Las mutaciones suelen concebirse como procesos aleatorios que ocurren por lo general debido a errores cometidos cuando se copia el ADN. Todos los organismos mutan, incluso los virus, y en medio de una pandemia de tal magnitud, esta ha sido una de las preocupaciones más presentes en los científicos, sobre todo entre los que trabajan en una vacuna.

Los científicos han hecho seguimiento a la evolución del coronavirus durante los último siete meses. Un estudio reciente publicado en la revista Molecular Biology and Evolution sugiere que las mutaciones del SARS-CoV-2 no necesariamente estén regidas por un proceso aleatorio. Al contrario, estas parecen ocurrir por la acción de proteínas humanas que lo degradan (como un mecanismo de defensa), aunque el virus puede recuperarse gracias a la selección natural.

Más de 6,000 mutaciones

Los investigadores de las Universidades de Bath y Edimburgo unieron fuerzas para analizar más de 15,000 genomas de virus de todos los esfuerzos de secuenciación que se han llevado a cabo en todo el mundo, identificando más de 6,000 mutaciones.

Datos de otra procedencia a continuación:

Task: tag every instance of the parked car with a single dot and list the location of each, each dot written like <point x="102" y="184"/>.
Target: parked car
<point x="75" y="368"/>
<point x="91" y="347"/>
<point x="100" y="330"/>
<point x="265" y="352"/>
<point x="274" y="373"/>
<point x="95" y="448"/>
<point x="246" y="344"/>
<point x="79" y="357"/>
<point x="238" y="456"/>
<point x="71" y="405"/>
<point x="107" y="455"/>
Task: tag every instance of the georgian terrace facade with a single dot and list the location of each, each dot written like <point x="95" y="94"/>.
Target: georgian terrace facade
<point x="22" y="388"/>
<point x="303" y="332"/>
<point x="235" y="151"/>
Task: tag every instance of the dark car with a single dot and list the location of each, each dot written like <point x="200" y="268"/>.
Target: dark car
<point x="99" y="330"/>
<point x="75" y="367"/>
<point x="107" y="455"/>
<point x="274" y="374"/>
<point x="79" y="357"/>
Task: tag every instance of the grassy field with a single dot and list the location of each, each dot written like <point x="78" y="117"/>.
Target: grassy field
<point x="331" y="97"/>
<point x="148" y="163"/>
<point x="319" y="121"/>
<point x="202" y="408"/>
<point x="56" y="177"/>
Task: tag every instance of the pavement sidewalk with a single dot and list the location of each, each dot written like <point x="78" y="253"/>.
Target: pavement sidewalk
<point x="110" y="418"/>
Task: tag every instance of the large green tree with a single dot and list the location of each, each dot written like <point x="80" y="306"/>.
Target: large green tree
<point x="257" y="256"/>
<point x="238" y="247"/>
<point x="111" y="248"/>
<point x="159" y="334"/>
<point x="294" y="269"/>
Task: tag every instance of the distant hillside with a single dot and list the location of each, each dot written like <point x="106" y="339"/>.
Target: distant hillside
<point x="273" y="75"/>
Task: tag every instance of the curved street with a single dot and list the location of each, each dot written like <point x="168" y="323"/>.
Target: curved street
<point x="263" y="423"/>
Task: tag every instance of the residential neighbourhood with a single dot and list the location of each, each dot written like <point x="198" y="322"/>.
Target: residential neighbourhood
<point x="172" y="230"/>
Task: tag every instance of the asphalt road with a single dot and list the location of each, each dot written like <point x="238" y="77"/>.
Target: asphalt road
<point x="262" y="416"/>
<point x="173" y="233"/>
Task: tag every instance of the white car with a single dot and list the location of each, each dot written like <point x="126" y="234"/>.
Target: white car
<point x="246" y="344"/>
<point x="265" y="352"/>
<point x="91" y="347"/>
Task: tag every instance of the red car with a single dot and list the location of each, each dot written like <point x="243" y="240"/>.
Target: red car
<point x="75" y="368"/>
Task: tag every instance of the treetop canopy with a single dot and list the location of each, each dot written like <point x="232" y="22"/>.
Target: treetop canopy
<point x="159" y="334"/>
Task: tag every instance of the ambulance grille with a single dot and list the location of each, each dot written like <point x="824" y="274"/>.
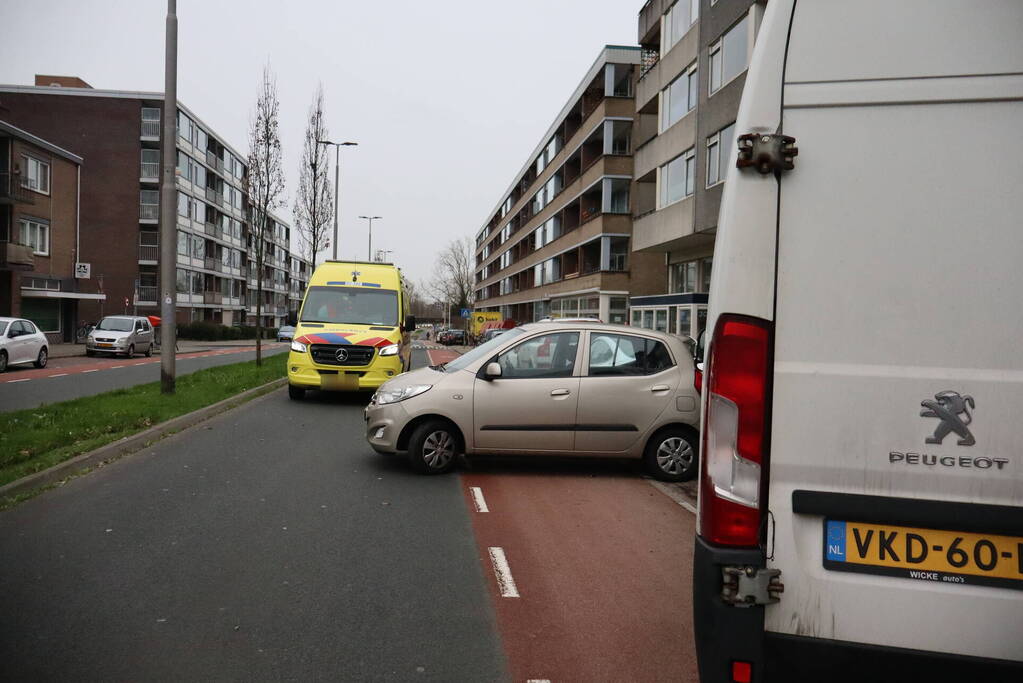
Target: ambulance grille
<point x="326" y="354"/>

Entonces indagaron en cuánto mutaban cada una de las cuatro letras que componen el código genético del virus (A, C, U y G) a fin de identificar diferencias, y descubrieron que este tenía una alta tasa de mutaciones que daban lugar a residuos U. Estas mutaciones generaban con frecuencia pares vecinos UU, que mutaban a partir de la secuencia original de CU y UC.

Los investigadores creen que la mutación no es aleatoria, sino que es la consecuencia de la implementación de nuestros mecanismos de defensa contra el virus, una huella del perfil de una proteína humana, llamada APOBEC, que podría estar promoviéndola.

“He examinado los perfiles mutacionales de muchos organismos y todos muestran algún tipo de sesgo, pero nunca he visto uno tan fuerte y extraño como esto”, aseguró el el profesor Laurence Hurst, director del Centro Milner para la Evolución de la Universidad de Bath, autor principal de esta investigación.

Un enfoque que podría desfavorecer al coronavirus

En vista de ello, surgieron algunas interrogantes importantes, como el papel que están jugando estas mutaciones en la supervivencia del virus. ¿Lo están ayudando o están en su contra?

Y tras revisar la composición real del virus y compararla con otros tipos de sitios dentro del virus, encontraron evidencia de que la selección natural, esa innegable dinámica que consiste en la supervivencia del más apto, le ha permitido al virus luchar contra las mutaciones.

Observando las tendencias mutacionales, los investigadores intuyen que el 65 por ciento de los residuos deberían ser una U y el 40 por ciento deberían ser pares UU. Sin embargo, en la práctica el contenido de U es mucho menor y el contenido UU es alrededor de una cuarta parte de lo predicho, lo cual también podría explicar su supervivencia. Husrt explicó que:

“Esto podría deberse a que los virus que tienen demasiada U en ellos simplemente no sobreviven lo suficientemente bien como para reproducirse. Estimamos que por cada 10 mutaciones que vemos, hay otras seis que nunca vemos porque los virus mutantes son demasiado pobres para propagarse”.

La investigación también mostró que los virus con genes con versiones ricas en U son menos estables. Además, los humanos también tienen proteínas que atacan las secuencias ricas en residuos de U, lo cual podría estimular la destrucción de algunas versiones del virus. Partiendo de ello, los investigadores están sugiriendo aumentar el contenido de U, como lo hace la proteína humana APOBEC, como un enfoque para desfavorecerlo.

De modo que tenemos una especie de ciclo. Nuestro cuerpo, tratando de defenderse, permite que sus proteínas ataquen al temido SARS-CoV-2, y esto está resultando en un estímulo para que este se cambie a sí mismo en un intento por sobrevivir. Irónicamente, el coronavirus es un claro ejemplo de la resiliencia tan añorada entre los humanos.